Seitz nickte wieder mit dem Kopfe. „Und das,“ sagte er, „wäre ja wohl zu machen. Der Graf läßt oft durch Fourgons aus dem Marstall Gegenstände, die zur königlichen Hofhaltung gehören, Meubel und dergleichen transportiren.“

„Und darum,“ fuhr Mensing fort, „müssen Sie ihm den Vorschlag machen, einen Fourgon zum Transport von leichten Sachen, z. B. von Matratzen und Betten, die nach demselben Schlosse Schönfeld gefahren werden sollen, wo Sie morgen diese Unterredung mit dem Grafen haben werden, zu requiriren, und dabei das Stallmeisteramt aufzufordern, diesen Fourgon Ihnen als Inspector zur Disposition zu stellen.“

„Das ist Alles ganz gut,“ sagte Steitz, „aber es wird zu sehr auffallen, wenn ich einen solchen Fourgon für die Nacht verlange …“

„Nicht zu sehr, denke ich,“ antwortete Mensing, „man sagt eben, im Schloß Schönfeld solle augenblicklich für die Aufnahme eines Gastes gesorgt werden, der König habe es befohlen – wer verwundert sich darüber, wenn unsere lustige Majestät vielleicht einem hübschen weiblichen Gaste plötzlich in einem seiner Schlösser ein Quartier bereiten läßt …“

„Das ist wahr, und ich räume Ihnen ein, daß Alles sich so weit ganz gut machen läßt, – aber ich sehe nicht ein, wie wir über die letzte und größte Schwierigkeit wegkommen. Wer soll den Wagen fahren? Ein Wagen aus dem königlichen Stalle wird nur einem königlichen Stallbedienten anvertraut, und der wird uns verrathen!“

„Darin liegt freilich eine Schwierigkeit,“ erwiderte Mensing, „die zweite große Schwierigkeit, von der ich reden wollte.
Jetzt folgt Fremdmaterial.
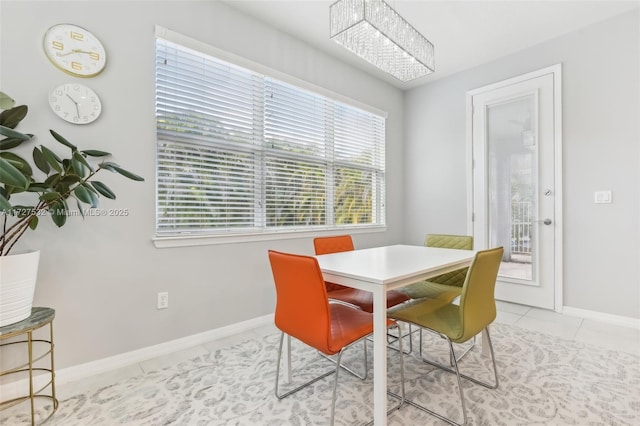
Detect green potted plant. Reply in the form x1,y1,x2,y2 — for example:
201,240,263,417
0,92,144,326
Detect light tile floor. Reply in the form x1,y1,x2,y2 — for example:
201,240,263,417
57,302,640,399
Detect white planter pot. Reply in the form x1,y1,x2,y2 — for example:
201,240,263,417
0,250,40,327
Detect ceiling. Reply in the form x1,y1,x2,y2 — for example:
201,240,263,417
225,0,640,89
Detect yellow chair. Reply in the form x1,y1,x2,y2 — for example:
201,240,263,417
400,234,473,302
388,247,503,425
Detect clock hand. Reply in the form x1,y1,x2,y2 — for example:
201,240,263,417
56,49,91,56
67,93,80,118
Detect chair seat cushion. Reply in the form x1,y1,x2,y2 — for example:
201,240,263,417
327,287,409,312
399,281,462,303
387,298,465,343
327,303,395,355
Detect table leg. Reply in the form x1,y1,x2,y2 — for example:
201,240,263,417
373,286,387,426
27,331,36,426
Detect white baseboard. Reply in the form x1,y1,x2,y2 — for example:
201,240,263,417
0,314,273,400
562,306,640,330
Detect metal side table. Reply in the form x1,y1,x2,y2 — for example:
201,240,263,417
0,308,58,425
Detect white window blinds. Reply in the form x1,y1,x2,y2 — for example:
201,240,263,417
156,38,385,236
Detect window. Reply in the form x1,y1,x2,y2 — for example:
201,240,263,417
156,33,385,237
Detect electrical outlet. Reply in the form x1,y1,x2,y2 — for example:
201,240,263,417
158,291,169,309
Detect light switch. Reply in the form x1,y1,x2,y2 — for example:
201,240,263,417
593,191,613,204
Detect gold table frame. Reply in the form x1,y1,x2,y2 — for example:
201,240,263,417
0,307,58,425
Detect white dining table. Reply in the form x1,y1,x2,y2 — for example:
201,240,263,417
316,245,476,426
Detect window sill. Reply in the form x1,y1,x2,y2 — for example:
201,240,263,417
152,226,387,248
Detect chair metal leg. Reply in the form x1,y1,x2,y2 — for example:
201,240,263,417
405,327,498,426
275,332,333,399
419,327,476,367
318,339,369,380
387,323,415,355
421,327,499,389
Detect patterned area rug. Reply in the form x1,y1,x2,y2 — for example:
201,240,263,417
0,324,640,426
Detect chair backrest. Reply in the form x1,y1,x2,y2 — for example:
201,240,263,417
424,234,473,287
269,250,331,353
313,235,354,291
456,247,503,341
313,235,354,254
424,234,473,250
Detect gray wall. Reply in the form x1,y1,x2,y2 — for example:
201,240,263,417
0,1,404,368
404,10,640,318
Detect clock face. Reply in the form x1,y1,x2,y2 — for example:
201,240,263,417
43,24,107,77
49,83,102,124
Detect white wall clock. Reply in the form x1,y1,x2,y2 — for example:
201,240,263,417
49,83,102,124
43,24,107,77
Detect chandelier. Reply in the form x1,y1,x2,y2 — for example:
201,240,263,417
329,0,435,81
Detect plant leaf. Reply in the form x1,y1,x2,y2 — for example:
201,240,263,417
0,92,16,109
29,215,39,230
91,181,116,200
40,145,62,173
73,185,98,208
0,157,29,189
71,158,85,177
0,135,33,151
0,194,12,212
73,151,93,172
0,126,32,141
0,151,33,179
100,161,144,182
80,149,111,157
49,130,78,152
40,191,61,201
49,201,67,228
33,147,51,175
0,104,29,129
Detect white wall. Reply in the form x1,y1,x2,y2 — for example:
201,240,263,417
0,0,404,368
404,9,640,318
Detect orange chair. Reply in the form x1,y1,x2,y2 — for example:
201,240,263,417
313,235,409,312
269,250,404,425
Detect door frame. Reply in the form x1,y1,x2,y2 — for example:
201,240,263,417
466,64,564,312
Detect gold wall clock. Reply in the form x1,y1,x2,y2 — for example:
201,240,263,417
42,24,107,77
49,83,102,124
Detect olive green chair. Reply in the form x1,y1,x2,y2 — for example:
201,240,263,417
400,234,473,302
387,247,503,425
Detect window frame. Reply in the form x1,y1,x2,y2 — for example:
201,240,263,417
152,25,388,248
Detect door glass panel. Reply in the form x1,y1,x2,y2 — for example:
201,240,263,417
487,95,538,284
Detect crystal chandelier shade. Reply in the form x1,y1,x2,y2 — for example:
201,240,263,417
329,0,435,81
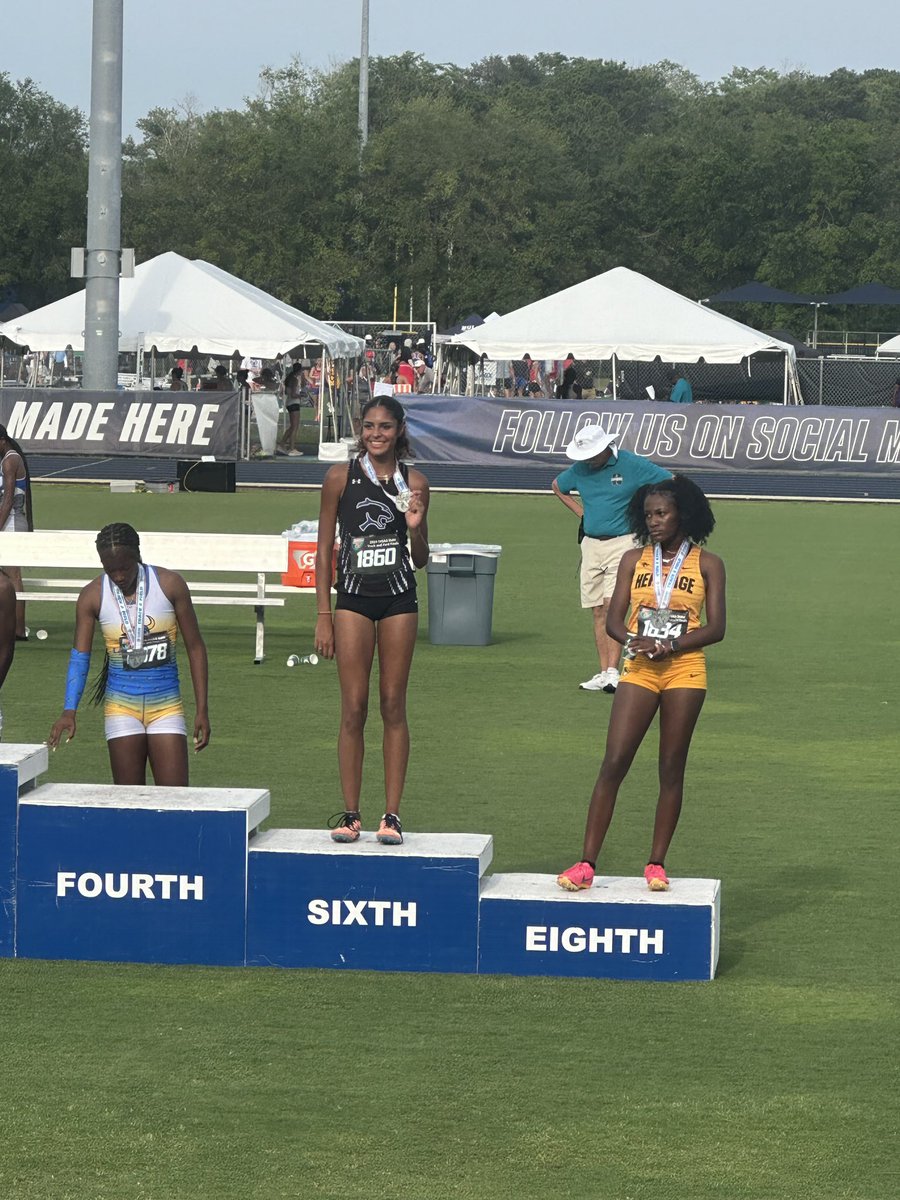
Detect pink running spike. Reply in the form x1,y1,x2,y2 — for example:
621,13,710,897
557,863,594,892
643,863,668,892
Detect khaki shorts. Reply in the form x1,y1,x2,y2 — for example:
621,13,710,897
581,533,635,608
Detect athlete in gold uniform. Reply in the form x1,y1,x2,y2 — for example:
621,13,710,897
557,475,725,892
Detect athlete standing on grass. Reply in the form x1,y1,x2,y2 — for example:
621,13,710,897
557,475,725,892
47,524,210,787
316,396,428,845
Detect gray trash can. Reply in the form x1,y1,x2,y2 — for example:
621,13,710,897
426,542,500,646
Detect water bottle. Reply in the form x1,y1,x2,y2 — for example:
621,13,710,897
288,654,319,667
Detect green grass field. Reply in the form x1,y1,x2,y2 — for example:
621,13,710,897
0,487,900,1200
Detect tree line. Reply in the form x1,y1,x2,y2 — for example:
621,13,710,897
0,54,900,332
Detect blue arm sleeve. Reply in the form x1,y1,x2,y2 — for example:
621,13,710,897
62,650,91,712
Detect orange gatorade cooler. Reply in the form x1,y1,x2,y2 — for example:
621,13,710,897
281,540,337,588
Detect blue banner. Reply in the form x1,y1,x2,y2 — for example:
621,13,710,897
404,396,900,475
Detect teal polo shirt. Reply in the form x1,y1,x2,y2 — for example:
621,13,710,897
557,450,672,538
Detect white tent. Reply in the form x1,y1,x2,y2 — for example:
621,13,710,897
0,253,364,359
450,266,793,362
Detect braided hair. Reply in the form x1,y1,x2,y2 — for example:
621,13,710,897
0,425,35,533
91,521,142,704
95,521,140,562
628,475,715,546
356,396,413,462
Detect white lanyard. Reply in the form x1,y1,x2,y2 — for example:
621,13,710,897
653,538,691,608
360,454,410,512
109,563,146,650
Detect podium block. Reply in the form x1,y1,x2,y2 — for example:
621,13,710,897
0,742,47,959
247,829,493,972
479,875,720,980
16,784,269,966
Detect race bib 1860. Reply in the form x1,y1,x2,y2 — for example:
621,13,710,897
350,533,400,575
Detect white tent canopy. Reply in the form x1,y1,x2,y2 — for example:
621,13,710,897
449,266,796,362
0,252,364,359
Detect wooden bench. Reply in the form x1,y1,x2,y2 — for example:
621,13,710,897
0,529,316,662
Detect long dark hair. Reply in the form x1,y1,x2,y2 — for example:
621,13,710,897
628,475,715,546
90,521,142,704
356,396,413,462
0,425,35,533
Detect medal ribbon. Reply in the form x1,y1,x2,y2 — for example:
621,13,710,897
109,563,146,650
653,538,691,608
361,454,409,512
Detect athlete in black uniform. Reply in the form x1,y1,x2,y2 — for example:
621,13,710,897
316,396,428,845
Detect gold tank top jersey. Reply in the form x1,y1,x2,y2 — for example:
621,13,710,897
628,546,707,634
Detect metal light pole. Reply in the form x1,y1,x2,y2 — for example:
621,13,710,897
359,0,368,154
82,0,124,391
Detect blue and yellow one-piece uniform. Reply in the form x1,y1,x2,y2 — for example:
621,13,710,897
100,563,185,737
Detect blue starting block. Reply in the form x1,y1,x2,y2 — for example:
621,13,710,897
0,743,47,959
247,829,493,972
478,875,720,980
16,784,269,966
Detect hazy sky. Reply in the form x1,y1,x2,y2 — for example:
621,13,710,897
7,0,900,133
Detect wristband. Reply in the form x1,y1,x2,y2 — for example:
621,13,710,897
62,650,91,712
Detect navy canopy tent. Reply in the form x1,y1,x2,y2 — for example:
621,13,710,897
440,312,485,337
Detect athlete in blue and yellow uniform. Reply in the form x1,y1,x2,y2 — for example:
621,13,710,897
48,524,210,787
0,425,35,642
316,396,428,845
557,475,725,892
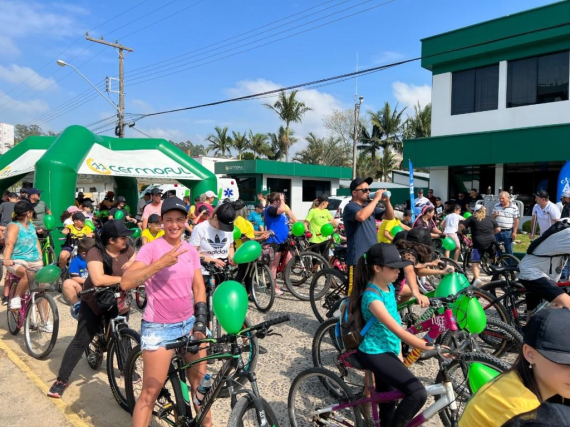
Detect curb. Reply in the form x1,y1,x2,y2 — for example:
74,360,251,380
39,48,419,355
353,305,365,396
0,340,91,427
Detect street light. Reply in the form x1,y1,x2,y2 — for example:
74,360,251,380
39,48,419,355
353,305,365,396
352,96,364,179
56,59,120,113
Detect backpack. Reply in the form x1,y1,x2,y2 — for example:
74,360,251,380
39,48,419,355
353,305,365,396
335,290,380,351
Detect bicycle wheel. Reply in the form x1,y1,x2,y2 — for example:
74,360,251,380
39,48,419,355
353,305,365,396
435,353,510,426
107,328,142,412
135,285,146,310
228,396,279,427
309,268,348,323
251,263,275,313
283,251,330,301
287,368,363,427
24,293,59,359
125,345,189,426
6,276,22,335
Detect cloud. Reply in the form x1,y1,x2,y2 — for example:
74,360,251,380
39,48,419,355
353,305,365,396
228,79,344,156
0,64,57,90
392,81,431,112
0,91,49,114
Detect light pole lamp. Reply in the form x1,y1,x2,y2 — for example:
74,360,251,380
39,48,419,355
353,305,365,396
352,96,364,179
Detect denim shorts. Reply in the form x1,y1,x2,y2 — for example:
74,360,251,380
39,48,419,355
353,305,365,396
141,316,196,351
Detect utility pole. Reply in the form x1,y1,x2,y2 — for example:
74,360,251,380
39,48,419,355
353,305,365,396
85,33,133,138
352,96,364,179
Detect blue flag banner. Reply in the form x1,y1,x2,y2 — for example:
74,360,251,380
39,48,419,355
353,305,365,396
408,160,416,224
551,160,570,203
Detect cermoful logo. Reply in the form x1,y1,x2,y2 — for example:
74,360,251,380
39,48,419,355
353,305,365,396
86,158,111,175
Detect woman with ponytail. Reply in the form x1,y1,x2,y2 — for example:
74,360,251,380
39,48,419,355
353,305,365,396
48,220,135,398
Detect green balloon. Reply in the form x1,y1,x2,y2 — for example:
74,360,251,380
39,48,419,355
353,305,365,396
44,215,55,231
321,224,334,237
467,362,499,394
390,225,404,237
435,273,469,298
35,264,61,283
441,236,455,251
291,221,305,237
213,280,247,334
234,240,261,264
234,226,241,242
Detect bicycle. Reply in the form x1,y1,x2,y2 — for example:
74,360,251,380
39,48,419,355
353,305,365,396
79,286,142,411
5,261,59,359
122,315,289,427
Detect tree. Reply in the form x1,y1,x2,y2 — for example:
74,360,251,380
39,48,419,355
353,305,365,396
264,90,312,162
249,131,271,159
14,125,47,145
232,132,249,160
206,126,232,157
293,132,351,166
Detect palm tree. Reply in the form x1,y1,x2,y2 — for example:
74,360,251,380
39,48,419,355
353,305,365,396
249,131,270,159
205,126,232,157
232,132,249,160
368,102,406,153
264,90,312,162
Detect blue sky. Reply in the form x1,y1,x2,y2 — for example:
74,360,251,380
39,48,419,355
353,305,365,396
0,0,552,151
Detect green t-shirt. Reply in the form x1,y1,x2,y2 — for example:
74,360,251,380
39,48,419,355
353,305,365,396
305,208,332,243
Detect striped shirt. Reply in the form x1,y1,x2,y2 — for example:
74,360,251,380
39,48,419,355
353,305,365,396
493,203,521,230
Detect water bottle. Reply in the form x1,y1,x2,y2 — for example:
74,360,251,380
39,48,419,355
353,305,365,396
194,374,212,406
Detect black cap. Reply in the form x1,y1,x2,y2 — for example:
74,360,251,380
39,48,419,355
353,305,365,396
161,197,188,216
71,212,85,221
524,308,570,365
363,243,413,268
148,214,160,224
350,177,374,191
216,203,236,231
534,190,550,200
503,402,570,427
101,219,135,237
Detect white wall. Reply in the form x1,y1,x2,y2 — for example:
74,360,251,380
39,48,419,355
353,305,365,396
431,61,570,136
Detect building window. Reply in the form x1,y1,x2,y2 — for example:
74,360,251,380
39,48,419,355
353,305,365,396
451,64,499,115
507,51,570,108
303,179,331,202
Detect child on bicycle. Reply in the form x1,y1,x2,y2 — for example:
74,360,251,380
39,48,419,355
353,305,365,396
63,237,95,320
349,243,433,427
141,214,164,246
59,212,95,270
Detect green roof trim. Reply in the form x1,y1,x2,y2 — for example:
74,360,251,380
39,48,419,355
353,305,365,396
215,160,352,179
422,1,570,74
404,124,570,167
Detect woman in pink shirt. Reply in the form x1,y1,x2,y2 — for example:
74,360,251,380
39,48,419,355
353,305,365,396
121,197,212,426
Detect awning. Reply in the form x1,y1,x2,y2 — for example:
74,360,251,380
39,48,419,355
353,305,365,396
78,144,200,180
0,150,46,179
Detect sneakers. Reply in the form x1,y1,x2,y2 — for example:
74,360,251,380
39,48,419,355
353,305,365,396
10,297,22,310
69,301,81,320
38,321,53,334
48,380,67,399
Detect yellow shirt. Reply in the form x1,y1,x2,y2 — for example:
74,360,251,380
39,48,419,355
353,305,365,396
378,219,401,243
234,216,255,249
65,224,93,239
141,228,164,243
459,371,540,427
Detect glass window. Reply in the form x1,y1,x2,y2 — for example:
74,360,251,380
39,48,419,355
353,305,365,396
303,179,331,202
507,51,569,108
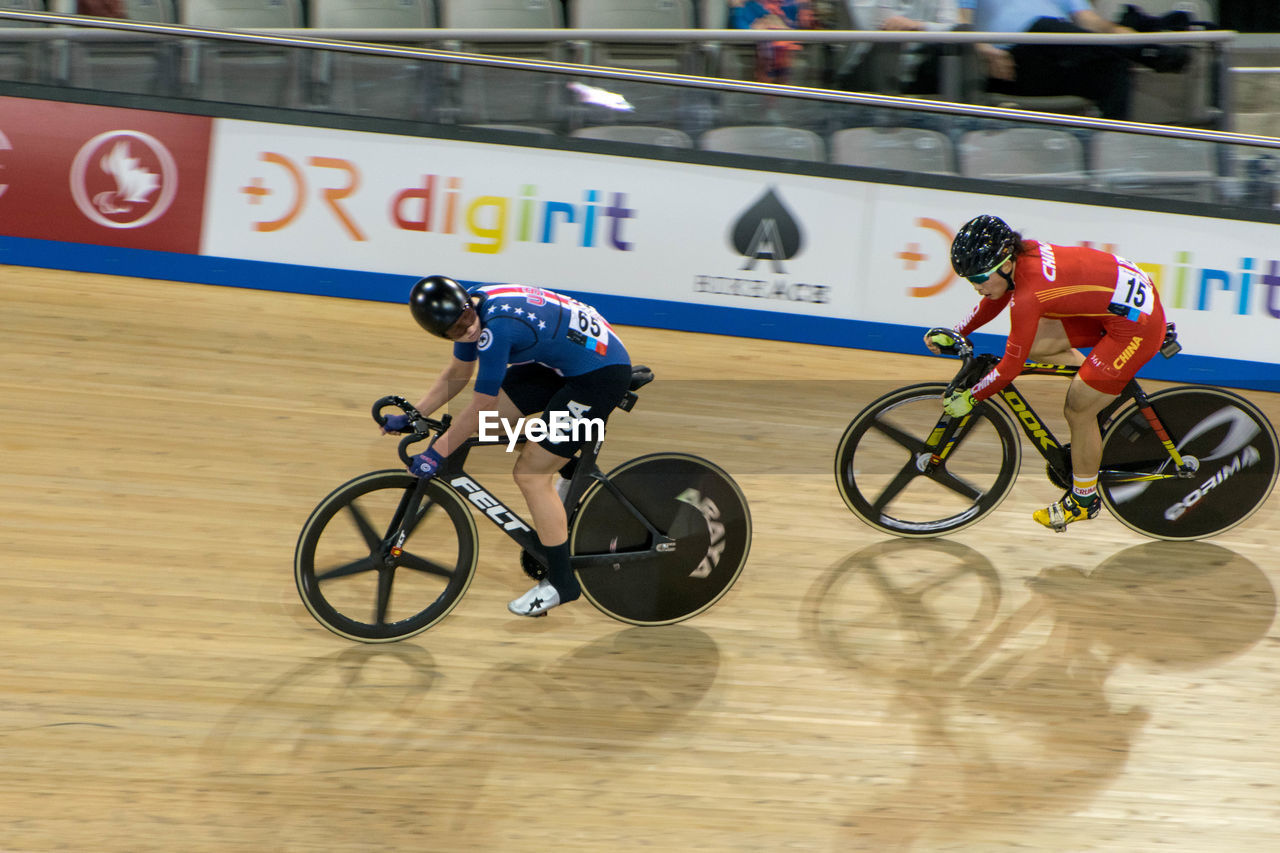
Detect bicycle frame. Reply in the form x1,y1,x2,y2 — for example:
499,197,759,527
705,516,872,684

Wir können dem Mann unsere heimliche Fracht nicht verbergen, und wenn wir es könnten, würde er nicht zugeben, daß ein königlicher Fourgon über das Ziel hinaus, in Nacht und Nebel weiter, über die Grenze entführt würde. Wir dürfen auch keinen Bestechungsversuch machen, so wenig wie bei einem Fuhrmann aus der Stadt, darüber sind wir uns auch klar. Es nimmt Niemand eine Bestechung von einem Paar tausend Gulden, wenn er hunderttausend verdienen kann. Aber beruhigen Sie sich darüber, Steitz. Ich kenne glücklicherweise einen Stallbedienten, welcher jeden Wagen zu jeder Stunde des Tages oder der Nacht nach jedem Orte auf Erden, und wäre es der Nordpol, fährt – wenn sich Demoiselle Elise Seitz auf dem Wagen befindet!“

Des Inspectors Züge zuckten eigenthümlich.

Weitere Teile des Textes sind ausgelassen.